The Minnesota Department of Human Services (DHS) announced a two-year freeze on new 245D Home and Community Based Services (HCBS) licenses, effective January 1, 2026. The moratorium will halt new license applications, cancel currently pending requests, and refund associated fees through the end of 2026. This pause aims to address administrative backlogs amid a surge in new providers.

Surge in applications strains DHS capacity

Over the past five years, DHS reported a 283% increase in new HCBS license applications. In contrast, the population receiving waiver services expanded by only about 25% during that period. This imbalance has created a bottleneck in license reviews, which currently operate well below required federal waiver-plan standards. DHS can process approximately 404 provider reviews annually but needs to reach about 847 reviews per year to maintain compliance.

The freeze intends to give DHS time to clear the backlog and improve review processes. Without intervention, the agency risks falling further behind on federal mandates tied to Medicaid waiver oversight.

Concerns from providers and advocates

The pause on new licenses has raised concerns among some providers and advocacy groups. Critics warn that limiting new entrants may intensify existing service shortages, especially in rural communities where access is already constrained. Families and individuals relying on HCBS express worry that capacity limitations will reduce care availability at a time when demand remains strong.

The freeze creates uncertainty for behavioral health, IDD, and other agencies seeking to expand or begin operations in Minnesota.

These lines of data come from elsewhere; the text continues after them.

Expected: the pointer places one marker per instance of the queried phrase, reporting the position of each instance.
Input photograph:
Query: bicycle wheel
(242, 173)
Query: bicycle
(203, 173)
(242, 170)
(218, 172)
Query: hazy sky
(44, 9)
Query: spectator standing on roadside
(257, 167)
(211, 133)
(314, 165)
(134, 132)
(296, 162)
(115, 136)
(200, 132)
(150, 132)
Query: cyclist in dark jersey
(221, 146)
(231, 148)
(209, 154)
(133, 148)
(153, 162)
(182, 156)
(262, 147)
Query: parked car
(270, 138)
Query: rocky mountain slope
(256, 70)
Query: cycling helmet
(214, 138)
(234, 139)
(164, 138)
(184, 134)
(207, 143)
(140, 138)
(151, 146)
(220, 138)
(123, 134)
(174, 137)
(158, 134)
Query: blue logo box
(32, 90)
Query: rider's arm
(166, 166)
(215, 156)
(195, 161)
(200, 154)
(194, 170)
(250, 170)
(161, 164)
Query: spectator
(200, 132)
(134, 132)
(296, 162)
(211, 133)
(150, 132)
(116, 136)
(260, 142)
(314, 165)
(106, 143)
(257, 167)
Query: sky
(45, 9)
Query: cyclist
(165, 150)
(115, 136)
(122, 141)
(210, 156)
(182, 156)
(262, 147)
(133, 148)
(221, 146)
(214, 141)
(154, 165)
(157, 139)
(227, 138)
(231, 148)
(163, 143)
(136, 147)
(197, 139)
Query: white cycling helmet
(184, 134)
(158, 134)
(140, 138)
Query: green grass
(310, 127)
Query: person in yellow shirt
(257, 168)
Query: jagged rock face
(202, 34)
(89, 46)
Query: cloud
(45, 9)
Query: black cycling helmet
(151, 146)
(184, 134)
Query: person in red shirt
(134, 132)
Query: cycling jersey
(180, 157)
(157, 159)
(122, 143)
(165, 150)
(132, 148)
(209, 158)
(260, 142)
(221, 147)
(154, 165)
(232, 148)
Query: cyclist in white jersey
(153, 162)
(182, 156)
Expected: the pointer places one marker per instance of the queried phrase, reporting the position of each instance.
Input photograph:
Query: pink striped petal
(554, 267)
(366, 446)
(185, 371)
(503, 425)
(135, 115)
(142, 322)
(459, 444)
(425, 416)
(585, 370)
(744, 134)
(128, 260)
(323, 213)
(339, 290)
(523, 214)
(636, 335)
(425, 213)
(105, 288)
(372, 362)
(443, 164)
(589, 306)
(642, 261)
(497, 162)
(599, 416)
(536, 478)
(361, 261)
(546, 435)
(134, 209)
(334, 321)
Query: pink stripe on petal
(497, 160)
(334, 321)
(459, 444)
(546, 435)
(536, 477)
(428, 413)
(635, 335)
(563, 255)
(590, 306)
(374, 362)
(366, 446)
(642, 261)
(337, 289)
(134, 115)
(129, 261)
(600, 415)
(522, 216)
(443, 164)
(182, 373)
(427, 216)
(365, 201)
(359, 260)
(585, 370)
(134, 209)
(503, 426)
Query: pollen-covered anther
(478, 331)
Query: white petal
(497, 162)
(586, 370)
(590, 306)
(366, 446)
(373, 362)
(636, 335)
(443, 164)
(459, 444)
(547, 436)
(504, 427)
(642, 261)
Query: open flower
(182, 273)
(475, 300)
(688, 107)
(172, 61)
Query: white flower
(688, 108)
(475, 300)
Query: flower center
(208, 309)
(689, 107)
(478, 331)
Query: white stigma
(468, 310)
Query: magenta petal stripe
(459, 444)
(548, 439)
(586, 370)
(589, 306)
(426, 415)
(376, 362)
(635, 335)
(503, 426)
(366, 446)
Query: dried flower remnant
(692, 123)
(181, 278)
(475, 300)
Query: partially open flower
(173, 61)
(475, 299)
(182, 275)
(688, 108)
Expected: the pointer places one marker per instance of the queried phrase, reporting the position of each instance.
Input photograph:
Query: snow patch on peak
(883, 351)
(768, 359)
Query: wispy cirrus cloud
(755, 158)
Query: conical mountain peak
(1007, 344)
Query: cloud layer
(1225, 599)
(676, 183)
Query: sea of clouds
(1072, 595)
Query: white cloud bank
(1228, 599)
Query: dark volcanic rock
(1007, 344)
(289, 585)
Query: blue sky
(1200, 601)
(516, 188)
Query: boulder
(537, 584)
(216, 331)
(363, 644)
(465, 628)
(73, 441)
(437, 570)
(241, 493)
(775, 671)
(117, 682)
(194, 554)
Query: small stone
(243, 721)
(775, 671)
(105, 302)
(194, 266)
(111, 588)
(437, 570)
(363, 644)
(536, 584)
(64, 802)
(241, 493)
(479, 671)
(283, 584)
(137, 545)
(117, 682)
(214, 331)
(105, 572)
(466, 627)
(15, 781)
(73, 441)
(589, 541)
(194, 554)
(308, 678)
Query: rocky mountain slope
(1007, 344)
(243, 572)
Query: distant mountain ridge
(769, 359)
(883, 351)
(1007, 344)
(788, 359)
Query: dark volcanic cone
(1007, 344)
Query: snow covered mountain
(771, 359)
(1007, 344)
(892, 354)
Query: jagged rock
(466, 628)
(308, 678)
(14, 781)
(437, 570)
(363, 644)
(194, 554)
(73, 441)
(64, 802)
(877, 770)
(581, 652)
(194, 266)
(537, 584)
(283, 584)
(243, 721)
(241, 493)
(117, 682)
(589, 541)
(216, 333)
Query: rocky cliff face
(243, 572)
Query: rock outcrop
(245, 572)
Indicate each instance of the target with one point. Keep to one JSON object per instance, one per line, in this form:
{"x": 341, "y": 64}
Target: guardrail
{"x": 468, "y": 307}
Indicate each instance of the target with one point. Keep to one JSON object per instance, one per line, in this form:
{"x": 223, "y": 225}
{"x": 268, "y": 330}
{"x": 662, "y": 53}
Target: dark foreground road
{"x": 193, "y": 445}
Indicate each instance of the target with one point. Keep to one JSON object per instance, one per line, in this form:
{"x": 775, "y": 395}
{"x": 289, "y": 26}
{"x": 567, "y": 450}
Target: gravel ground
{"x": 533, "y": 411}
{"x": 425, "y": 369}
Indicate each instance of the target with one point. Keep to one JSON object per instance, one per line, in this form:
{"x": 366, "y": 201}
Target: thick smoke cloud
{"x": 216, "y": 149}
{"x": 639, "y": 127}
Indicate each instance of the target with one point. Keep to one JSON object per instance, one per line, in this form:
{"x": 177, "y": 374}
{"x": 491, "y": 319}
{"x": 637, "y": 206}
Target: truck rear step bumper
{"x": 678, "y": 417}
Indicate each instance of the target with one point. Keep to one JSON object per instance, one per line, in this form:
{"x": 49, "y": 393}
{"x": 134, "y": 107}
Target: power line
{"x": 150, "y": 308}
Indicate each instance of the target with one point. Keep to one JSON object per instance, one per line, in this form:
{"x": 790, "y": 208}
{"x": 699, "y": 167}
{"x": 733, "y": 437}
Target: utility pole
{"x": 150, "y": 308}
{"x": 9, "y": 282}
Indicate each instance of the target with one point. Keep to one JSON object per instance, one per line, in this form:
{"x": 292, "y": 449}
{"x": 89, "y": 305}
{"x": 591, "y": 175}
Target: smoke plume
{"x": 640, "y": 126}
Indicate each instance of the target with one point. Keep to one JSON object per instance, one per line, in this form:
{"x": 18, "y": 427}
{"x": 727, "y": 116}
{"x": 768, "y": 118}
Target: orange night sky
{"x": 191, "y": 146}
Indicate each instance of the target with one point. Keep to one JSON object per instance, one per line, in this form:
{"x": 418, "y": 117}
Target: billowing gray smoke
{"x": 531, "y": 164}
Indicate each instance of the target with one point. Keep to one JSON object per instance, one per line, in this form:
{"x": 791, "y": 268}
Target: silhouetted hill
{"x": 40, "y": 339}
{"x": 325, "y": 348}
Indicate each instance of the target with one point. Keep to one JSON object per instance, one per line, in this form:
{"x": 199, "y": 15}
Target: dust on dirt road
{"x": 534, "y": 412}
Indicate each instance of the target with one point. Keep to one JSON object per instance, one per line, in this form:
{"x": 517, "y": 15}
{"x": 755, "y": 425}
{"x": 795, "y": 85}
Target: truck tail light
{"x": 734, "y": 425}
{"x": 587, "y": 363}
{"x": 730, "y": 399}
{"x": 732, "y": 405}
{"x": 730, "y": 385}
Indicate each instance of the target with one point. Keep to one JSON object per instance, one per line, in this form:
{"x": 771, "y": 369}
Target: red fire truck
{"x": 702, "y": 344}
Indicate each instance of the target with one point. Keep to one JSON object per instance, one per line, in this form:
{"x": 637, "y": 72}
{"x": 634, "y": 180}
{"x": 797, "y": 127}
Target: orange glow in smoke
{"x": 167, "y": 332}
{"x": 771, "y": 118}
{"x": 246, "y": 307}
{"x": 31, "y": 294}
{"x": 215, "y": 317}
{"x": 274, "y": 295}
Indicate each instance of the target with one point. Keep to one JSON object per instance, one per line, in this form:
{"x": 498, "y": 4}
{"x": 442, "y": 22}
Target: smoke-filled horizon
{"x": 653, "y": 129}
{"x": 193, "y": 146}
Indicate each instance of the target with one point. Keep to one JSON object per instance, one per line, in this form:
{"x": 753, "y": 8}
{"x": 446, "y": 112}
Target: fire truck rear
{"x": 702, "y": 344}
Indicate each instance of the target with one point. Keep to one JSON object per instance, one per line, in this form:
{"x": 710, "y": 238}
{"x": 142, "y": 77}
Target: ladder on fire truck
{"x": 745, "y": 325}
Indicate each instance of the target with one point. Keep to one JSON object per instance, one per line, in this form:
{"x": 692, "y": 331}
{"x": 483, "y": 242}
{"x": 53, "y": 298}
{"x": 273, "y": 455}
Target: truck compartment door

Planning efforts could be disrupted as new provider capacity stalls, potentially impacting long-term service access and network stability.

Implications for Minnesota’s HCBS landscape

The DHS decision highlights the challenge of balancing rapid growth in provider interest with the need for thorough oversight and quality control. Ensuring compliance with federal waiver requirements remains critical to sustaining funding and service standards. However, the licensing freeze underscores systemic workforce and regulatory pressures facing the IDD and HCBS sectors. Minnesota’s move reflects broader trends where states struggle to manage growth in HCBS provider networks while safeguarding service quality.